Bug Bulletin: The recent 3.2 release fixes many issues. If you run into a problem, please try the latest version before posting a bug report, as your problem may already have been solved.

HaplotypeCaller DP reports low values

sam24sam24 UKPosts: 2Member

Dear GATK Team,

I've recently been exploring HaplotypeCaller and noticed that, for my data, it is reporting ~10x lower DP and AD values in comparison to reads visible in the igv browser and reported by the UnifiedGenotyper.

I'm analyzing a human gene panel of amplicon data produced on a MiSeq, 150bp paired end. The coverage is ~5,000x.

My pipeline is:

Novoalign -> GATK (recalibrate quality) -> GATK (re-align) -> HaplotypeCaller/UnifiedGenotyper.

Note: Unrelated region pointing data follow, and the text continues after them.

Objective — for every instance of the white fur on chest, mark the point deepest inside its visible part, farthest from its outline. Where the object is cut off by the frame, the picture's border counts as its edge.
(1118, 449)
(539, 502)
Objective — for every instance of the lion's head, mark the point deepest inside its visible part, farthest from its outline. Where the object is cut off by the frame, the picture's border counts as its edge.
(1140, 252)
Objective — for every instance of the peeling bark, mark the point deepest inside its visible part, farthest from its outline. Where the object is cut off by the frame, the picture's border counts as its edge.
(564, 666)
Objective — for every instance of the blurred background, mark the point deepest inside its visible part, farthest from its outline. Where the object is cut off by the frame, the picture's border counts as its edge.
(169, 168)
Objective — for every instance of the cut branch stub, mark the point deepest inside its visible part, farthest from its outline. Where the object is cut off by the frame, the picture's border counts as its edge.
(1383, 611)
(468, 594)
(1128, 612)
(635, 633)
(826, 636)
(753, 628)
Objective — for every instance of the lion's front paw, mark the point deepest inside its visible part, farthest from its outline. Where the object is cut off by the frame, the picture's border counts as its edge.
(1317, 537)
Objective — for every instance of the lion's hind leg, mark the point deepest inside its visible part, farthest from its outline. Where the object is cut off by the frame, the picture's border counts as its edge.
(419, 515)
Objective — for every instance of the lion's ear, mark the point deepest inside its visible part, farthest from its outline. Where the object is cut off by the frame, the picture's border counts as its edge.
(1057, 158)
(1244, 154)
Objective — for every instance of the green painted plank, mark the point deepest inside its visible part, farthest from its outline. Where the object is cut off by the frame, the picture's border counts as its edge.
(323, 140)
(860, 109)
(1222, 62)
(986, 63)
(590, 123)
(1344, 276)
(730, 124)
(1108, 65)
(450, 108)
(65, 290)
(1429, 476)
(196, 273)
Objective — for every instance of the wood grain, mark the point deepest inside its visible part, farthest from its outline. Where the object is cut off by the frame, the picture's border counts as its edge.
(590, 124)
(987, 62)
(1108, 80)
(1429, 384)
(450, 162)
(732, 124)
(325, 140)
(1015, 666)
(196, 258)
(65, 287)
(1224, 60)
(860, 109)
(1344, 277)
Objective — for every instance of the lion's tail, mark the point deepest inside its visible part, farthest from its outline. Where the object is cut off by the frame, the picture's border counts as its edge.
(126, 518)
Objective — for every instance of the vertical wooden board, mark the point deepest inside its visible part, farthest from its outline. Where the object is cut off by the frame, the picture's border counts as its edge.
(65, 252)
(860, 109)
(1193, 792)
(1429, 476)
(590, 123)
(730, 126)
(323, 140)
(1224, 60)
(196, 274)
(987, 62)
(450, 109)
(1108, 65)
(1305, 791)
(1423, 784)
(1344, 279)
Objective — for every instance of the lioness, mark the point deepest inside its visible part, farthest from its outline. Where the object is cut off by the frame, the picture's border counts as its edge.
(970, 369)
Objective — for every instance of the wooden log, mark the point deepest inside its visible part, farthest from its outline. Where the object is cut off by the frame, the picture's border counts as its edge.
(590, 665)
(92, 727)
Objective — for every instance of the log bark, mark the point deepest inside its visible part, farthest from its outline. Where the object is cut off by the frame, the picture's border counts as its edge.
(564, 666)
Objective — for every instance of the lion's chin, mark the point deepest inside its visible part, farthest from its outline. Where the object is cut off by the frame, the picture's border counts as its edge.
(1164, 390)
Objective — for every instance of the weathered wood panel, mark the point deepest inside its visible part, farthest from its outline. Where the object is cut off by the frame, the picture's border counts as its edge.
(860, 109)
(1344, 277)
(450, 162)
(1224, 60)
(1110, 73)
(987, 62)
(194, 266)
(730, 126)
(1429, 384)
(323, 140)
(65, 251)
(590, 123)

Here are the minimum commands that reproduce the discrepancy:

java -jar /GenomeAnalysisTK-2.7-4-g6f46d11/GenomeAnalysisTK.jar \
-T HaplotypeCaller \
--dbsnp /gatk_bundle/dbsnp_137.hg19.vcf \
-R /gatk_bundle/ucsc.hg19.fasta \
-I sample1.rg.bam \
-o sample1.HC.vcf \
-L ROI.bed \
-dt NONE \
-nct 8

Example variant from sample1.HC.vcf:

chr17 41245466 . G A 18004.77 . AC=2;AF=1.00;AN=2;BaseQRankSum=1.411;ClippingRankSum=-1.211;DP=462;FS=2.564;MLEAC=2;MLEAF=1.00;MQ=70.00;MQ0=0;MQRankSum=0.250;QD=31.14;ReadPosRankSum=1.159 GT:AD:DP:GQ:PL 1/1:3,458:461:99:18033,1286,0

... In comparison to using UnifiedGenotyper with exactly the same alignment file:

java -jar /GenomeAnalysisTK-2.7-4-g6f46d11/GenomeAnalysisTK.jar \
-T UnifiedGenotyper \
--dbsnp /gatk_bundle/dbsnp_137.hg19.vcf \
-R /gatk_bundle/ucsc.hg19.fasta \
-I sample1.rg.bam \
-o sample1.UG.vcf \
-L ROI.bed \
-nct 4 \
-dt NONE \
-glm BOTH

Example variant from sample1.UG.vcf:

chr17 41245466 . G A 140732.77 . AC=2;AF=1.00;AN=2;BaseQRankSum=5.488;DP=6382;Dels=0.00;FS=0.000;HaplotypeScore=568.8569;MLEAC=2;MLEAF=1.00;MQ=70.00;MQ0=0;MQRankSum=0.096;QD=22.05;ReadPosRankSum=0.104 GT:AD:DP:GQ:PL 1/1:56,6300:6378:99:140761,8716,0

I looked at the mapping quality and number of the alignments at the example region (200nt window) listed above and they look good:

awk '{if ($3=="chr17" && $4 > (41245466-100) && $4 < (41245466+100))  print}' sample1.rg.sam | awk '{count[$5]++} END {for(i in count) print count[i], i}' | sort -nr
8764 70
77 0

With other data generated in our lab, that has ~200x coverage and the same assay principle [just more amplicons], the DP reported by HaplotypeCaller corresponds perfectly to UnifiedGenotyper and igv.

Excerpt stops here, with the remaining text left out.